L’intensité de la pratique de la marche est un témoignage de la vitalité d’un territoire. Favoriser la marche urbaine, c’est garantir l’attrait, l’animation, la sécurité et la convivialité de la ville tout en veillant à la santé des habitants. Une réappropriation du domaine public par les piétons permet ainsi aux rues et aux places de jouer leur rôle de lieux de rencontre et de vie sociale. Pour cela, les politiques urbaines devraient avoir le piéton au centre de leurs dispositifs. Est-ce vraiment toujours le cas à Rennes?

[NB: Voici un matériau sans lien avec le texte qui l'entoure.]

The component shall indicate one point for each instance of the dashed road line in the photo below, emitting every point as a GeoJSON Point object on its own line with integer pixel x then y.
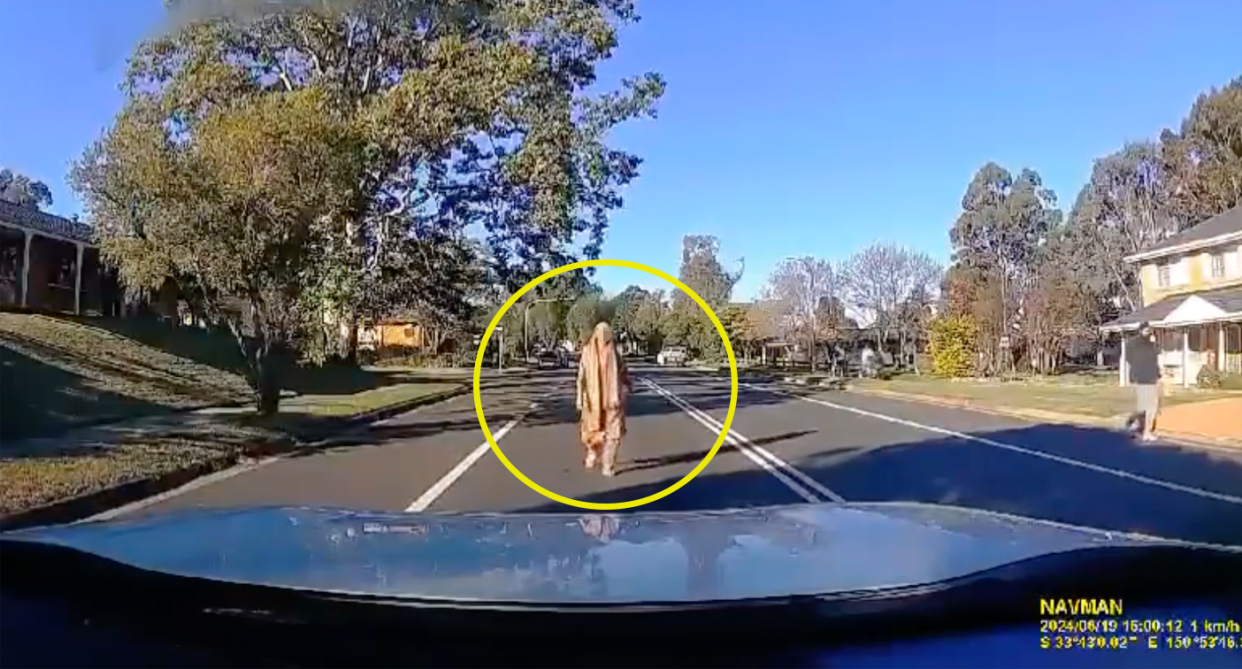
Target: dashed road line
{"type": "Point", "coordinates": [434, 493]}
{"type": "Point", "coordinates": [794, 478]}
{"type": "Point", "coordinates": [1002, 446]}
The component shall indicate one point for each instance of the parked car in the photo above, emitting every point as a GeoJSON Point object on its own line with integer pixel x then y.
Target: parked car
{"type": "Point", "coordinates": [549, 360]}
{"type": "Point", "coordinates": [675, 356]}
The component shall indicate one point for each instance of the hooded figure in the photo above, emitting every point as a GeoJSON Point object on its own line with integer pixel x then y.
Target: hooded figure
{"type": "Point", "coordinates": [602, 386]}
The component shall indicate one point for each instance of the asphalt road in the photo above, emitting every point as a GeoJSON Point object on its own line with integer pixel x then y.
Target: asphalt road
{"type": "Point", "coordinates": [784, 448]}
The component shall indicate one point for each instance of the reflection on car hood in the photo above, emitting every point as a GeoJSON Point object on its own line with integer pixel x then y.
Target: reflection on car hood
{"type": "Point", "coordinates": [549, 559]}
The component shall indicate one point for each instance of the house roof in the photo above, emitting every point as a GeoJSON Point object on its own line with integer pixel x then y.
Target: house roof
{"type": "Point", "coordinates": [1220, 302]}
{"type": "Point", "coordinates": [1222, 225]}
{"type": "Point", "coordinates": [44, 222]}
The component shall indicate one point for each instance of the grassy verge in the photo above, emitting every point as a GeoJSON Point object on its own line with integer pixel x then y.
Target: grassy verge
{"type": "Point", "coordinates": [41, 472]}
{"type": "Point", "coordinates": [61, 372]}
{"type": "Point", "coordinates": [1087, 395]}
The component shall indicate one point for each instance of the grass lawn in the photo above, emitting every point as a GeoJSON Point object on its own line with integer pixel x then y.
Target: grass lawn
{"type": "Point", "coordinates": [57, 372]}
{"type": "Point", "coordinates": [1083, 394]}
{"type": "Point", "coordinates": [90, 404]}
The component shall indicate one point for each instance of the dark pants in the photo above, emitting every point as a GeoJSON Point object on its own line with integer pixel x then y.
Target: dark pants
{"type": "Point", "coordinates": [1146, 406]}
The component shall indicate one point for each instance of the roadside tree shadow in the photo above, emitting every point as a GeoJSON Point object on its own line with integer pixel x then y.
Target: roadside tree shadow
{"type": "Point", "coordinates": [694, 457]}
{"type": "Point", "coordinates": [42, 400]}
{"type": "Point", "coordinates": [557, 402]}
{"type": "Point", "coordinates": [1200, 497]}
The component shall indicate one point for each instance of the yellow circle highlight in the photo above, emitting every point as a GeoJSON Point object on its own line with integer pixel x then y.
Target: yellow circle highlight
{"type": "Point", "coordinates": [601, 505]}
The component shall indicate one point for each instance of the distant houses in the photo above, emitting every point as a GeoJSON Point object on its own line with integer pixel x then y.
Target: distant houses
{"type": "Point", "coordinates": [51, 263]}
{"type": "Point", "coordinates": [1192, 298]}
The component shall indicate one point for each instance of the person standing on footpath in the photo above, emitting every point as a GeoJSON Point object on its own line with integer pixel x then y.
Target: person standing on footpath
{"type": "Point", "coordinates": [1143, 360]}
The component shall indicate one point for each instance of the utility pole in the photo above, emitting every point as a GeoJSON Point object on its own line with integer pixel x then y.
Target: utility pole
{"type": "Point", "coordinates": [499, 354]}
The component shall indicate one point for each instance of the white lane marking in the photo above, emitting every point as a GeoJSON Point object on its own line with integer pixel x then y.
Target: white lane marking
{"type": "Point", "coordinates": [227, 473]}
{"type": "Point", "coordinates": [432, 494]}
{"type": "Point", "coordinates": [794, 478]}
{"type": "Point", "coordinates": [1002, 446]}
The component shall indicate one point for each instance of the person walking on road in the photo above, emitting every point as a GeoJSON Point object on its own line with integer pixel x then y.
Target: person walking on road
{"type": "Point", "coordinates": [602, 387]}
{"type": "Point", "coordinates": [1143, 359]}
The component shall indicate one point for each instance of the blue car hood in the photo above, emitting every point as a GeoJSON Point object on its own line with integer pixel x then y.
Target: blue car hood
{"type": "Point", "coordinates": [560, 559]}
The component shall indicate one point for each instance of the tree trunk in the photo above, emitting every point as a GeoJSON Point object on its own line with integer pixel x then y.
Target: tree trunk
{"type": "Point", "coordinates": [267, 382]}
{"type": "Point", "coordinates": [352, 340]}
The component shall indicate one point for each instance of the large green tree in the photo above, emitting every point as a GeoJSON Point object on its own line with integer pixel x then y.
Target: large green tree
{"type": "Point", "coordinates": [229, 212]}
{"type": "Point", "coordinates": [702, 271]}
{"type": "Point", "coordinates": [475, 117]}
{"type": "Point", "coordinates": [1202, 159]}
{"type": "Point", "coordinates": [1004, 222]}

Un exemple: l’étendue allant de l’esplanade Général de Gaulle aux Champs Libres et au 4 Bis, nouveau coeur piétonnier de Rennes, n’a pas été pensée à partir du besoin premier du piéton: aller d’un point à un autre. Ce grand espace libéré pour les piétons reste scindé par le cours des Alliés. C’est parce que pendant les travaux, les automobilistes ont dû emprunter des voies de contournement, sans provoquer de difficultés majeures, qu’il a été décidé, à posteriori, que le cours des Alliés serait interdit aux automobiles. Il en ressort, un manque de cohérence du traitement de la voirie avec trottoirs, plots massifs antistationnement et une traversée limitée par des passages piétons. L’adhésion à l’objectif d’amélioration et de développement de la marche est quasi unanime mais on s’aperçoit vite que les messages exigeants, même bien argumentés, continuent à avoir du mal à passer. Des associations comme Espace Piéton ou Rayons d’Actions militent depuis le décret autorisant les zones de rencontre en France, pour que la ville de Rennes mette en oeuvre ce nouvel outil où la priorité est donnée aux piétons et aux cyclistes. Elles ont proposé, à de nombreuses reprises, que les places Sainte-Anne et du Recteur Henri-Le-Moal soient les premières zones de rencontre de Rennes. Leurs fonctionnements sont déjà similaires à ce que nous pouvons attendre des zones de rencontre. Les Rennais l’auraient très bien compris et donc admis. Cela aurait permis à la ville de Rennes de faire de la pédagogie efficace et d’ouvrir la possibilité à de nombreux autres aménagements. Pour ces associations, la zone de rencontre expérimentale du quai Lamartine est trop courte pour bien fonctionner et de plus délimitée par deux feux : la circulation des véhicules ne peut s’y faire de façon fluide. Il semble qu’il aurait fallu d’emblée inclure tous les quais, la bonne compréhension du fonctionnement étant à ce prix. Un échec de l’expérimentation pourrait freiner le développement de toute autre expérience.
Le piéton est un acteur urbain essentiel, dans tous les sens du terme : il est fondamental, nécessaire, incontournable dans la ville. Il devrait donc occuper une position privilégiée dans le processus de concertation et de décision. C’est à cette condition qu’il pourra partager avec quiétude l’espace urbain et lui donner vie.